Trata-se de concurso dificílimo, porque, por definição, haverá sempre uma única vaga em disputa, para cada uma das quatro cadeiras providas dessa forma.

8. Qual a jurisdição territorial e subjetiva do Tribunal Marítimo?

O Tribunal Marítimo é único e, portanto, tem jurisdição nacional, sobre todas as águas que, por definição, integrem o território brasileiro. Além disso, o TM possui competência extraterritorial, para julgar acidentes envolvendo “embarcações mercantes brasileiras em alto mar, ou em águas estrangeiras”. Por fim, a lei prevê uma hipótese específica de “embarcações mercantes estrangeiras em alto mar, no caso de estarem envolvidas em qualquer acidente marítimo ou incidente de navegação, no qual tenha pessoa física brasileira perdido a vida ou sofrido ferimentos graves, ou que tenham provocado danos graves a navios ou a instalações brasileiras ou ao meio marinho, de acordo com as normas do Direito Internacional”;  tudo nos termos do art. 10 da lei 2.180/54.

Nesse âmbito territorial, qualquer pessoa física ou jurídica, nacional ou estrangeira, está sujeita à jurisdição do TM, com exceção apenas das embarcações militares.

9. O Ministério Público atua junto ao Tribunal Marítimo?

Não. A lei não prevê a atuação do Ministério Público no Tribunal Marítimo.

Porém, há um órgão de funções semelhantes, a PEM (Procuradoria Especial da Marinha), formada por oficiais de Marinha bacharéis em Direito, que formulam a acusação e atuam como custos legis.

10. Há a atuação de advogados no Tribunal Marítimo?

Sim, como decorrência do princípio constitucional da ampla defesa, todo acusado tem direito à defesa técnica, podendo indicar o advogado de sua preferência e, não o fazendo, é designado um defensor público federal para essa função.

No exercício da sua função, o advogado detém todas as prerrogativas profissionais, à semelhança do que ocorre na atuação junto ao Poder Judiciário.

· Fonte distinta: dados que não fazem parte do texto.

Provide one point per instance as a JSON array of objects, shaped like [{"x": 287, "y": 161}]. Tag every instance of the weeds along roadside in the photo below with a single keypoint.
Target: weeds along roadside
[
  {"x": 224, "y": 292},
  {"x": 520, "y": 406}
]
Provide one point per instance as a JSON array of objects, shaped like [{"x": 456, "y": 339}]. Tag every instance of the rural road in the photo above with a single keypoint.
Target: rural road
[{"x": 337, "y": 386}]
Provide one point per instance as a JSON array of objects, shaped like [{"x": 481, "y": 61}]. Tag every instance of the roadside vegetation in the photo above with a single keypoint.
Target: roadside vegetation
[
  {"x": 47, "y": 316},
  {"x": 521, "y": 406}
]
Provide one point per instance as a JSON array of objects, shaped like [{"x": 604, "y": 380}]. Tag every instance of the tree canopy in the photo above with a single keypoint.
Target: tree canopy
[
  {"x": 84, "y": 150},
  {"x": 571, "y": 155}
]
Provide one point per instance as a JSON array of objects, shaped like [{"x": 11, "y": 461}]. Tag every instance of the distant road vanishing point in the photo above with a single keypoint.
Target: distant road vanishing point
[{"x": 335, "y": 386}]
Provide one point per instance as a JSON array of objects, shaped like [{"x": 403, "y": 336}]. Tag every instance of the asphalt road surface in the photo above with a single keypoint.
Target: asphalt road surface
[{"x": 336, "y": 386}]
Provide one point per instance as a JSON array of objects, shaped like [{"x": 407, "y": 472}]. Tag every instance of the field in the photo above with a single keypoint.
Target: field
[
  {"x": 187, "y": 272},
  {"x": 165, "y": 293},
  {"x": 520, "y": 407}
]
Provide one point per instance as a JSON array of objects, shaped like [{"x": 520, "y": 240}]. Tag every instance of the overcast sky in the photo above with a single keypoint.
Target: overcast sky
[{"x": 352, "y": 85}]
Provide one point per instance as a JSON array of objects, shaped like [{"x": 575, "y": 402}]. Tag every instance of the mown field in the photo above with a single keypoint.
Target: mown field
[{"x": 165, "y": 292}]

Falo com sinceridade e por experiência própria de mais de 30 anos de advocacia - como forma de homenagem ao Tribunal Marítimo no seu aniversário - que, na prática, é o órgão em que o advogado mais se sente respeitado e prestigiado.

Concluo dizendo que não encontrei melhor forma de homenagear a Corte do Mar, em seu aniversário de 92 anos, que essa singela contribuição ao seu conhecimento pelo público, especialmente daqueles que não militam no Direito Marítimo, que precisam saber o relevante papel que o Tribunal Marítimo exerce em prol da justiça e segurança da navegação.

_____

1. Em tese, algumas decisões da CVM podem ser revistas pelo Conselho de Recursos do Sistema Financeiro Nacional (CRSFN).

2. Lei 2180/54:

Art. 18. As decisões do Tribunal Marítimo quanto à matéria técnica referente aos acidentes e fatos da navegação têm valor probatório e se presumem certas, sendo porém suscetíveis de reexame pelo Poder Judiciário.

Art. 19. Sempre que se discutir em juízo uma questão decorrente de matéria da competência do Tribunal Marítimo, cuja parte técnica ou técnico-administrativa couber nas suas atribuições, deverá ser juntada aos autos a sua decisão definitiva.  

3. Adoto, neste texto, a denominação legal de “juiz”, sem expressar qualquer juízo de valor ou de legalidade da Resolução 66/2025 do TM, que determina o uso da denominação “desembargador” para seus julgadores.